Update: Summer adjustments – breaks and trials

Summer break is notoriously a time that parents wait to try to add or remove a medication their child is taking.

Starting up and weaning off medications is tough – very tough. The withdrawal can be severe and going slow is just as important when removing a medication as it is adding.

There are several schools of thought regarding summer breaks from medications.

Some psychiatrists believe that during the summer months medications for attention, mostly stimulants, can be given a break especially if weight loss has occurred. Others feel that it is like removing glasses from a child that needs them and feel that the stimulants often help with social interactions as well as academic performance and should therefore remain.

Dr Duncan McKinlay renowned psychologist, author of Nix your Tics and creator of the documentary Lifes’ a Twitch” feels that there is a risk to stopping a medication that is working as the child may not have the same positive reaction once restarted. I have heard this from several other professionals as well as parents who have found that the results once had are much lessened when reinstituted.

In the end, it is a parents choice.

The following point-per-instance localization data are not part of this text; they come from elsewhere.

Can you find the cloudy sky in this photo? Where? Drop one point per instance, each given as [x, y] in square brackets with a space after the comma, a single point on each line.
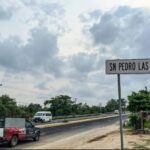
[53, 47]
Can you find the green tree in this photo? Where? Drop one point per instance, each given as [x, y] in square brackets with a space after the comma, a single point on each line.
[111, 105]
[60, 105]
[139, 101]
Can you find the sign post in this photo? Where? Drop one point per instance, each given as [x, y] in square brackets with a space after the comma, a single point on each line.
[126, 66]
[120, 111]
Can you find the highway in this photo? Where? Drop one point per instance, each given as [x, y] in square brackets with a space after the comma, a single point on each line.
[52, 137]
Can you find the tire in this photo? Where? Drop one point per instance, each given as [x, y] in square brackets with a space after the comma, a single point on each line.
[37, 137]
[14, 141]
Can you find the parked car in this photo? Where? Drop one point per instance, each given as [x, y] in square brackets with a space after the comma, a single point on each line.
[13, 130]
[42, 116]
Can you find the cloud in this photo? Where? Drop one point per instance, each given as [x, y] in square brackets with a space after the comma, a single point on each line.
[6, 13]
[91, 15]
[124, 30]
[38, 55]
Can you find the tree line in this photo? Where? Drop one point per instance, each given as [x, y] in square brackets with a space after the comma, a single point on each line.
[62, 105]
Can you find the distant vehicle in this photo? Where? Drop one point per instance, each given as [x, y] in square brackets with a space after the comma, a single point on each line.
[116, 111]
[42, 116]
[13, 130]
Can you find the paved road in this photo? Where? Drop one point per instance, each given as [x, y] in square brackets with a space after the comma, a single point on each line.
[74, 130]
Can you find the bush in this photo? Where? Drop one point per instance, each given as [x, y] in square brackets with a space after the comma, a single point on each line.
[134, 121]
[147, 124]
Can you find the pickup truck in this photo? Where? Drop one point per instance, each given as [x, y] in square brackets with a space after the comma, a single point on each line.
[13, 130]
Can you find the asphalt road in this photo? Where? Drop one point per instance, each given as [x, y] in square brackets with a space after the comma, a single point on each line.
[67, 132]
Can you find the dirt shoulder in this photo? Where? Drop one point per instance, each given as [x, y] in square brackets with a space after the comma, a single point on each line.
[99, 138]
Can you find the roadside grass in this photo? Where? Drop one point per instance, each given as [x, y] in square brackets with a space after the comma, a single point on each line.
[144, 145]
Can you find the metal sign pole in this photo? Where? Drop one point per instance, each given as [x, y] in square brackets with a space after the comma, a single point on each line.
[120, 112]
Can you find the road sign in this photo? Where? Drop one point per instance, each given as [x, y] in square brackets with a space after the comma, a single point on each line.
[128, 66]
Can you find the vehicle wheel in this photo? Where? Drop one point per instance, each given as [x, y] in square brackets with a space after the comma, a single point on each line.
[37, 137]
[13, 141]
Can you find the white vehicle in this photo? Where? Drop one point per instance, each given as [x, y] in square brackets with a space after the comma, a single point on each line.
[43, 116]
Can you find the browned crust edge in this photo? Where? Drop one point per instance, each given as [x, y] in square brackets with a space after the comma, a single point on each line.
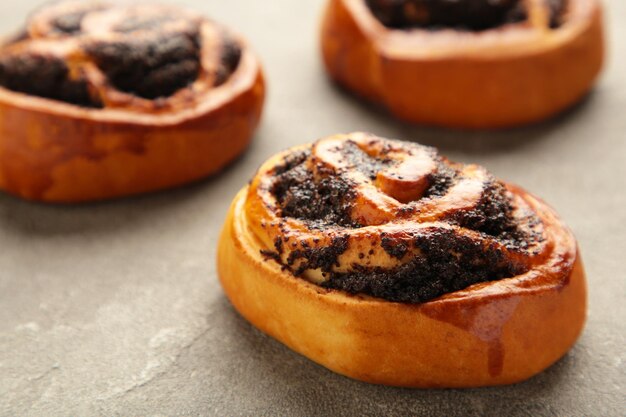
[491, 335]
[56, 152]
[524, 83]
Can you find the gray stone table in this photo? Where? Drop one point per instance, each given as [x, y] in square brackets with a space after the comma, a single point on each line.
[114, 308]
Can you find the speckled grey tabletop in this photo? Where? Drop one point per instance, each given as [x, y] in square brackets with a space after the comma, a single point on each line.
[114, 308]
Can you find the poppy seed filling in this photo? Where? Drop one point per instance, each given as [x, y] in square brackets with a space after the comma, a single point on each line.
[432, 260]
[472, 15]
[150, 53]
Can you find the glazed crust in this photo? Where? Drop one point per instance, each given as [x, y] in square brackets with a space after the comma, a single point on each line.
[60, 152]
[494, 332]
[513, 75]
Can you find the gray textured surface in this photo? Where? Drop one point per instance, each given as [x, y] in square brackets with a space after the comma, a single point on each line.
[114, 308]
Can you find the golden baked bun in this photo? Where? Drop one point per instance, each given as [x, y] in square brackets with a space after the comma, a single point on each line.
[465, 63]
[100, 100]
[387, 263]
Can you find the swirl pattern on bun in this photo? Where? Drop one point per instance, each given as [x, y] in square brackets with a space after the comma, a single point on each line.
[390, 219]
[478, 64]
[127, 99]
[386, 262]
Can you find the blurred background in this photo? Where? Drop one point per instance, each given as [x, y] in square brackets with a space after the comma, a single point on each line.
[114, 308]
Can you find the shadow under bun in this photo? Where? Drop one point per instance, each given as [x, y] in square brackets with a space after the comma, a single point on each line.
[127, 99]
[388, 263]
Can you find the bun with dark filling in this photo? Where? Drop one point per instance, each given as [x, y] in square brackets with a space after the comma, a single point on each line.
[100, 100]
[465, 63]
[388, 263]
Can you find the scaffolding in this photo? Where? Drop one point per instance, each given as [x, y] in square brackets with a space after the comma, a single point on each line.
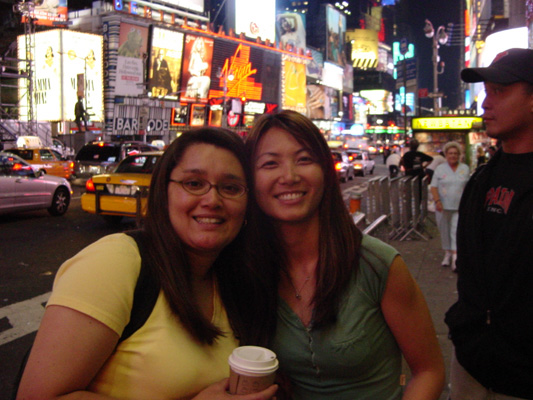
[15, 68]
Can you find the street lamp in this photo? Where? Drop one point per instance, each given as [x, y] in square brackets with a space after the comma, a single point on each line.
[439, 38]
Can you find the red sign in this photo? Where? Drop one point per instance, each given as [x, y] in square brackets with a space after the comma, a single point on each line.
[423, 92]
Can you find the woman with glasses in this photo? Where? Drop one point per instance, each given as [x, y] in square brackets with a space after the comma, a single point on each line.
[196, 211]
[347, 307]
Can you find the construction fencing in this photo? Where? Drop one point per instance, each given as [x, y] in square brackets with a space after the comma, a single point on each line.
[393, 209]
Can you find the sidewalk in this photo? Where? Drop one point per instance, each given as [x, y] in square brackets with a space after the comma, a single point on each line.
[437, 283]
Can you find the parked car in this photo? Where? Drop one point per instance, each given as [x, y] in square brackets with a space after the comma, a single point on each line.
[99, 157]
[343, 166]
[65, 151]
[124, 192]
[45, 160]
[23, 189]
[361, 161]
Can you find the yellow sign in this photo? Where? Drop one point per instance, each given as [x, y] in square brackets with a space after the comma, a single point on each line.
[445, 123]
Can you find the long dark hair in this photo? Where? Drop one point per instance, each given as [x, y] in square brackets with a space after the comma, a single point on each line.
[339, 238]
[171, 266]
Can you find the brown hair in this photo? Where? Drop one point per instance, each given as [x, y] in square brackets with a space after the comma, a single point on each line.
[339, 238]
[171, 267]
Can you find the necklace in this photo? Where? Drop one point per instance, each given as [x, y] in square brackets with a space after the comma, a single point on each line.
[298, 293]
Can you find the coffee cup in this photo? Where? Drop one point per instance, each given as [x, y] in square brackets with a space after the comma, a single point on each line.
[252, 369]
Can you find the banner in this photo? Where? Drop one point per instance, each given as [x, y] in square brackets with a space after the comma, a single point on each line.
[132, 52]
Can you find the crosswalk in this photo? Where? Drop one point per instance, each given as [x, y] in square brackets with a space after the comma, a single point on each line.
[22, 318]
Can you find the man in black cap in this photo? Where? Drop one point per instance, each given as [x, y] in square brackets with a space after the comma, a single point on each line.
[491, 324]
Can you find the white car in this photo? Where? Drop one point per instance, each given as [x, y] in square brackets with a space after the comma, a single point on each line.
[23, 189]
[362, 163]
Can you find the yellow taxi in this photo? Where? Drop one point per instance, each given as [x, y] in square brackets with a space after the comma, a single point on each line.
[46, 161]
[123, 193]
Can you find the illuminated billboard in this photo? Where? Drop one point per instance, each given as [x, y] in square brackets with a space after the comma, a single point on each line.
[255, 72]
[133, 48]
[336, 29]
[293, 81]
[320, 102]
[48, 12]
[196, 77]
[165, 63]
[253, 18]
[381, 101]
[67, 64]
[194, 5]
[290, 30]
[365, 44]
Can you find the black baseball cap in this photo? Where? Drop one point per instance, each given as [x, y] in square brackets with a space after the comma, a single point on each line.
[510, 66]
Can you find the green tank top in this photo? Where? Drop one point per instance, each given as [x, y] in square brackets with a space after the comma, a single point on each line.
[357, 358]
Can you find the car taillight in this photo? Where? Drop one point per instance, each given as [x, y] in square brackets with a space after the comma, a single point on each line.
[89, 186]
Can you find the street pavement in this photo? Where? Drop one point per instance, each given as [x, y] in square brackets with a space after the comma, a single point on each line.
[437, 283]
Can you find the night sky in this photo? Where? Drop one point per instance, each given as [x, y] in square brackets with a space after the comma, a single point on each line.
[439, 12]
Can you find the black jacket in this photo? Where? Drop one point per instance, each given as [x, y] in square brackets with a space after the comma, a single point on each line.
[491, 325]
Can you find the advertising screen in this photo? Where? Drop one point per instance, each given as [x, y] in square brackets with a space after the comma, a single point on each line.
[47, 73]
[294, 79]
[194, 5]
[316, 65]
[320, 102]
[196, 77]
[256, 18]
[46, 12]
[336, 27]
[245, 71]
[83, 54]
[290, 30]
[165, 63]
[67, 64]
[133, 47]
[380, 101]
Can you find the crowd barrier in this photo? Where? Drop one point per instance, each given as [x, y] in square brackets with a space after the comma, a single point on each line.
[399, 204]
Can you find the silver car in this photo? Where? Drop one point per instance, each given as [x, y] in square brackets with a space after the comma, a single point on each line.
[23, 189]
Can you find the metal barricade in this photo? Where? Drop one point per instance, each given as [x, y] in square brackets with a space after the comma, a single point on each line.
[414, 195]
[395, 210]
[373, 199]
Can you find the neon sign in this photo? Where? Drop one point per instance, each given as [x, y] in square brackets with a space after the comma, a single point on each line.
[243, 83]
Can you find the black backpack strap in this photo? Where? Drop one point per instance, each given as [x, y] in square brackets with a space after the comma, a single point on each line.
[144, 299]
[146, 289]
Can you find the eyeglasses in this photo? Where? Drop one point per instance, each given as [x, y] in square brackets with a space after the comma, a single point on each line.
[199, 187]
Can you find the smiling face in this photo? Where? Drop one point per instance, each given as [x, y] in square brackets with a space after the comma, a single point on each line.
[206, 223]
[508, 112]
[289, 182]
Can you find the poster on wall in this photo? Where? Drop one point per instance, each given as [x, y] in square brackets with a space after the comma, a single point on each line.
[132, 51]
[336, 29]
[83, 54]
[47, 73]
[256, 18]
[290, 30]
[165, 63]
[180, 115]
[67, 64]
[319, 102]
[196, 76]
[198, 115]
[294, 79]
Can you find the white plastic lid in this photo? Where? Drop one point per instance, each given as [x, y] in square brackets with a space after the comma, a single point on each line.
[253, 360]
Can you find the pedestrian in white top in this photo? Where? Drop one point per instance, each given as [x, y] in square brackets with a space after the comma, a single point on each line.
[447, 187]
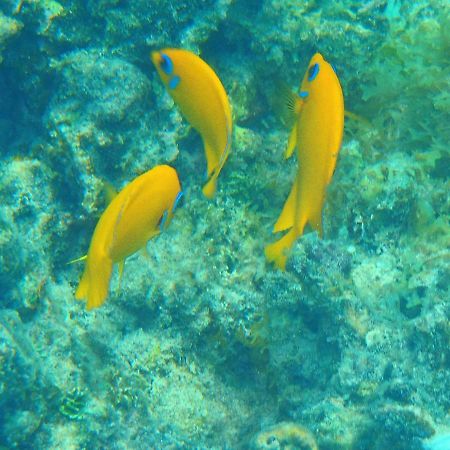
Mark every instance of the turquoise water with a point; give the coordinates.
(204, 344)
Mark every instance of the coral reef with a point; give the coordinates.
(203, 345)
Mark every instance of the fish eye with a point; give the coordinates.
(313, 71)
(166, 64)
(179, 201)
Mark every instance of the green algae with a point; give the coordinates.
(204, 345)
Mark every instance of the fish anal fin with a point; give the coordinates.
(278, 251)
(315, 222)
(287, 216)
(81, 258)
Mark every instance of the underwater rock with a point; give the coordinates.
(285, 435)
(8, 28)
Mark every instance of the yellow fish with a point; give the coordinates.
(317, 135)
(202, 99)
(138, 213)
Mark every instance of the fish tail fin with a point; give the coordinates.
(94, 283)
(287, 216)
(277, 252)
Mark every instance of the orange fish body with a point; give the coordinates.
(317, 135)
(134, 216)
(202, 99)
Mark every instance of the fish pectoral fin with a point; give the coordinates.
(212, 159)
(315, 222)
(287, 216)
(292, 142)
(81, 258)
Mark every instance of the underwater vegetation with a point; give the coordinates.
(203, 344)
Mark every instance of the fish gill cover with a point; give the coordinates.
(204, 345)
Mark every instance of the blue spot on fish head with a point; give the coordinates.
(166, 64)
(162, 221)
(313, 71)
(178, 201)
(174, 82)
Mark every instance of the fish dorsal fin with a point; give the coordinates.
(121, 269)
(287, 216)
(110, 192)
(357, 118)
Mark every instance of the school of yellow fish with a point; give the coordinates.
(146, 206)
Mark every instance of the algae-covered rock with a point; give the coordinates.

Being a parents choice does not mean that a child (if old enough and has the ability to self advocate) should not have some say as well. Before making any changes set up an appointment with your childs prescribing physician and discuss the pro’s and con’s. Let your child talk about how the medication makes him/her feel. What symptoms are the most problematic and if they feel improvement or impairment from the medication. As said, ultimately it is the parents decision but having your child participate and understand the changes will only make the rollercoaster ride easier for all. Another positive in having the child participate is that often times what may appear to be one behavior or emotion is really something else and in discussing the pro’s and con’s and targeting symptoms a clearer picture may emerge.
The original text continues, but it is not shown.